Dear reader, fancy now a low-studded room, with crimson curtains and carpet, a deep recess filled a crimson divan with pillows, the lower part of the room taken up by a row of book-shelves, three feet high, which ran all round the room and accommodated my library. The top of this formed a convenient shelf, on which all our pretty little wedding presents—statuettes, bronzes, and articles of vertu—were arranged. A fire-place, surrounded by an old-fashioned border of Dutch tiles, with a pair of grandmotherly brass andirons, nibbed and polished to an extreme of brightness, exhibits a wood fire, all laid in order to be lighted at the touch of the match.

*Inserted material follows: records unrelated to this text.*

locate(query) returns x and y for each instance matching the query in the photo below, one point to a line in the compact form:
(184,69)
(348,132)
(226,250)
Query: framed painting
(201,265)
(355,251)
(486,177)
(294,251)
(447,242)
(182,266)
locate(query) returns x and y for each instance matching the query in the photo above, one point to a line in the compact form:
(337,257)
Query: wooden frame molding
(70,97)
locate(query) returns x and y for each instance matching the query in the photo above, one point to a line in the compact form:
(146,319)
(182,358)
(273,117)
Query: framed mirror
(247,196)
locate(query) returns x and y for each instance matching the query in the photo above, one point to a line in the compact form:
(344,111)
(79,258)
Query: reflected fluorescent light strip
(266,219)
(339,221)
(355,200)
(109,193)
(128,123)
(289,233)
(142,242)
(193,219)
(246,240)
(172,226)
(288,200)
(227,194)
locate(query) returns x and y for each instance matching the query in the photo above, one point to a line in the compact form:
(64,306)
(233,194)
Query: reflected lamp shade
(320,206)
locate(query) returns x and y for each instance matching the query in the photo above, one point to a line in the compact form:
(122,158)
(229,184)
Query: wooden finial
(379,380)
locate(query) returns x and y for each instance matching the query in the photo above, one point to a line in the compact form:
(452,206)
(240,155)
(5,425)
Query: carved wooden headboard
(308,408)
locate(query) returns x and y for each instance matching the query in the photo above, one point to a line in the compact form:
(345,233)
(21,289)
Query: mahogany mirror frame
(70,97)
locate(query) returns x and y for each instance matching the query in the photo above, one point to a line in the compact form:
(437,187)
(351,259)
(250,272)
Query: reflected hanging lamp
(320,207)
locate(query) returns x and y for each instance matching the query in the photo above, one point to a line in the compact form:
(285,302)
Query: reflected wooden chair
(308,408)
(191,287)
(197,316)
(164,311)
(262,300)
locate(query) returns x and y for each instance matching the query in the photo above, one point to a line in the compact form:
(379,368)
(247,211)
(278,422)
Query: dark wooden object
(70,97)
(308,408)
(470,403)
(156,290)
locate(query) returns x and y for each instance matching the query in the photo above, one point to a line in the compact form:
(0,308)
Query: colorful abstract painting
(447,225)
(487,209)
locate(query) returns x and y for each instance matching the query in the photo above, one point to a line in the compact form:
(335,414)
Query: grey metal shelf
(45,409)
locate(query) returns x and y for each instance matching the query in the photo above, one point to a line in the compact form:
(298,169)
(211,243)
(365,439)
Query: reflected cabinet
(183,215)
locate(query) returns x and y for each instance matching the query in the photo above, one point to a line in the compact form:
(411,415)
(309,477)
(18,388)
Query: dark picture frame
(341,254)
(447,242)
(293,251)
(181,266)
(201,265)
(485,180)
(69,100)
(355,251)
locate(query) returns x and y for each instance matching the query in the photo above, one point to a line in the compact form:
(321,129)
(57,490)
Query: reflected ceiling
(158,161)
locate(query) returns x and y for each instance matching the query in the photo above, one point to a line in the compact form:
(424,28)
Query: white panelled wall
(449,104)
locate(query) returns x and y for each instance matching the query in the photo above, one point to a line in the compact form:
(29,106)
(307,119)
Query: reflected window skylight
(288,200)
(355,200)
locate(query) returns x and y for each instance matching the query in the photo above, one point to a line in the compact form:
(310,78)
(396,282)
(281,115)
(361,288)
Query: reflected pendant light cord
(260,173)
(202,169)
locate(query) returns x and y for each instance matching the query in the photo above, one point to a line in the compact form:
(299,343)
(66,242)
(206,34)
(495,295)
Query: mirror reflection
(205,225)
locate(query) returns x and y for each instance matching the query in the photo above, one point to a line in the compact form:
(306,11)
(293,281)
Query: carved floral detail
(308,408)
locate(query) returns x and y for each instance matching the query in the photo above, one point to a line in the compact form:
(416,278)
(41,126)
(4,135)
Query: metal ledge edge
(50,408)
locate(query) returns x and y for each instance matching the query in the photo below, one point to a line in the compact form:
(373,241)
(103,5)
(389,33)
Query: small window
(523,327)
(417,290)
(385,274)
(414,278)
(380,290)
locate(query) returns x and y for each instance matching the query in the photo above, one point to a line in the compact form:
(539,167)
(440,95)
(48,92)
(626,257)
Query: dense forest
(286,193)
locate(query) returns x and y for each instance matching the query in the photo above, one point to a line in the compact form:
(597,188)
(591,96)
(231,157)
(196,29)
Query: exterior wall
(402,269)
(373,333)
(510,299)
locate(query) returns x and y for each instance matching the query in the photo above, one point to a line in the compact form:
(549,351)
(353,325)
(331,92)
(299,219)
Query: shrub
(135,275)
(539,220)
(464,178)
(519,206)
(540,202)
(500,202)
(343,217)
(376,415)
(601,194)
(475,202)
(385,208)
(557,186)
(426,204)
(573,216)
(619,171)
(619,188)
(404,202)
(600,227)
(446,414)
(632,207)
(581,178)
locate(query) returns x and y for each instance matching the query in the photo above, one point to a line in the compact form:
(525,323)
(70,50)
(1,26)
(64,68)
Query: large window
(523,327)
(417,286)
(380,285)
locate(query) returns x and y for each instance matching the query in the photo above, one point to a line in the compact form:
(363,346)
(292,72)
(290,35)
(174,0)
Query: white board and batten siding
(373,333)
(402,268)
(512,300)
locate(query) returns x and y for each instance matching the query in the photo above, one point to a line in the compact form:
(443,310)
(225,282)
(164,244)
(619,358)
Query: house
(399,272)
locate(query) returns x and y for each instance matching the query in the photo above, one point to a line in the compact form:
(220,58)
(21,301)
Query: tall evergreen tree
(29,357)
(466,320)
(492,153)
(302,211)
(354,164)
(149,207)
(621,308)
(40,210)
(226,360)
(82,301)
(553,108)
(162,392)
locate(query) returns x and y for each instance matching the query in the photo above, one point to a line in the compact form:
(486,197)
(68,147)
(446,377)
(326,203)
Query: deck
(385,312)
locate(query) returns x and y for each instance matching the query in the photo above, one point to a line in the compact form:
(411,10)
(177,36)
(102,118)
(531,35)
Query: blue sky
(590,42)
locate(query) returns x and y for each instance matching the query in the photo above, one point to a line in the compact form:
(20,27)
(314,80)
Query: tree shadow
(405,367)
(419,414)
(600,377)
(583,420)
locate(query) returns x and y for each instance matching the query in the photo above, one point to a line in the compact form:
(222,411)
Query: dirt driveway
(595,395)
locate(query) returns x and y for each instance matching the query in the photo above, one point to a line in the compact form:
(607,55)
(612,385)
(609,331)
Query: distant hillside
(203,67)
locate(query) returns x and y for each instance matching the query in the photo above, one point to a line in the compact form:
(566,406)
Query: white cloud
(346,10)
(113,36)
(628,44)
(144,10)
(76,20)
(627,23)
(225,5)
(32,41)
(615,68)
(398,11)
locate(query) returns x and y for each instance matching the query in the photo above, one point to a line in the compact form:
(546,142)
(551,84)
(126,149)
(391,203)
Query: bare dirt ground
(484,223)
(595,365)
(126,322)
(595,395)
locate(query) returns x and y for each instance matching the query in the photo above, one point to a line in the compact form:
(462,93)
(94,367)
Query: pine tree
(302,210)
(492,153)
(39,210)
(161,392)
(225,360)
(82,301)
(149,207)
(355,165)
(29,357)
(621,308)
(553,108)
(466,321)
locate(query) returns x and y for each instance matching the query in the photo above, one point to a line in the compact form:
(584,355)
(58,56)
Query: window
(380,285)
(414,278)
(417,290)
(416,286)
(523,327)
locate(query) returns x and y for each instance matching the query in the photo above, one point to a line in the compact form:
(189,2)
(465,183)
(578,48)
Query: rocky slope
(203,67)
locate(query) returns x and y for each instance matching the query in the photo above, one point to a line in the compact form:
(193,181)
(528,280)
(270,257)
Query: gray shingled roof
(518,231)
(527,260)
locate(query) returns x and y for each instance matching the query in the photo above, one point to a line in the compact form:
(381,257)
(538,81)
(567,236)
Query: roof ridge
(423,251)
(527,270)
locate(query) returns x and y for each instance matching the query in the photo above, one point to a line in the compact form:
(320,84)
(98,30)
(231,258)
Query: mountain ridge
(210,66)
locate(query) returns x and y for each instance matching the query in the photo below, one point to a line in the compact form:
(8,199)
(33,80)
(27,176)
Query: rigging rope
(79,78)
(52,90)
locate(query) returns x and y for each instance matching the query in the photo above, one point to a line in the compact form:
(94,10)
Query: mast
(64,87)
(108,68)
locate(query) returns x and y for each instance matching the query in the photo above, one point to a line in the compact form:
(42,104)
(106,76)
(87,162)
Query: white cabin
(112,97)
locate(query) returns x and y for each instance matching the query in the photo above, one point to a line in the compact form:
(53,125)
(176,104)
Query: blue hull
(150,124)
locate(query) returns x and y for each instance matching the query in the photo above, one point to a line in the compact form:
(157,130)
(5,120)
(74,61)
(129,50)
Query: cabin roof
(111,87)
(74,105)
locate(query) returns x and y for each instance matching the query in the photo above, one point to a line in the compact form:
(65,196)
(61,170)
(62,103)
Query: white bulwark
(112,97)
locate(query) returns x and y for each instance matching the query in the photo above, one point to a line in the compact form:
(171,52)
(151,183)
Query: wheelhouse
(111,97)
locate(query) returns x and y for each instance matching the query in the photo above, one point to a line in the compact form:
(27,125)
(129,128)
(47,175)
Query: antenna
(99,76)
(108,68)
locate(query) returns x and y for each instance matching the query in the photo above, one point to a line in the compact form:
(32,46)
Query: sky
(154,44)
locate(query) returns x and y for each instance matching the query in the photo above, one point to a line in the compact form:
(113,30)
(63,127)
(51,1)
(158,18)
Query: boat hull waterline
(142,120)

My wife has dressed the house with flowers, which our pretty little neighbor has almost stripped her garden to contribute. There are vases of fire-colored nasturtiums and many-hued chrysanthemums the arrangement of which has cost the little artist an afternoon's study, but which I pronounce to be perfect. I have come home from my office an hour earlier to see if she has any commands.

"Here, Harry," she says, with a flushed face, "I believe everything now is about as perfect as it can be. Now come and stand at this door, and see how you think it would strike anybody, when they first came in. You see I've heaped up those bronze vases on the mantel with nothing but nasturtiums; and it has such a surprising effect in that dark bronze! Then I've arranged those white chrysanthemums right against these crimson curtains. And now come out in the dining-room, and see how I've set the dinner-table! You see I've the prettiest possible center-piece of fruit and flowers. Isn't it lovely?"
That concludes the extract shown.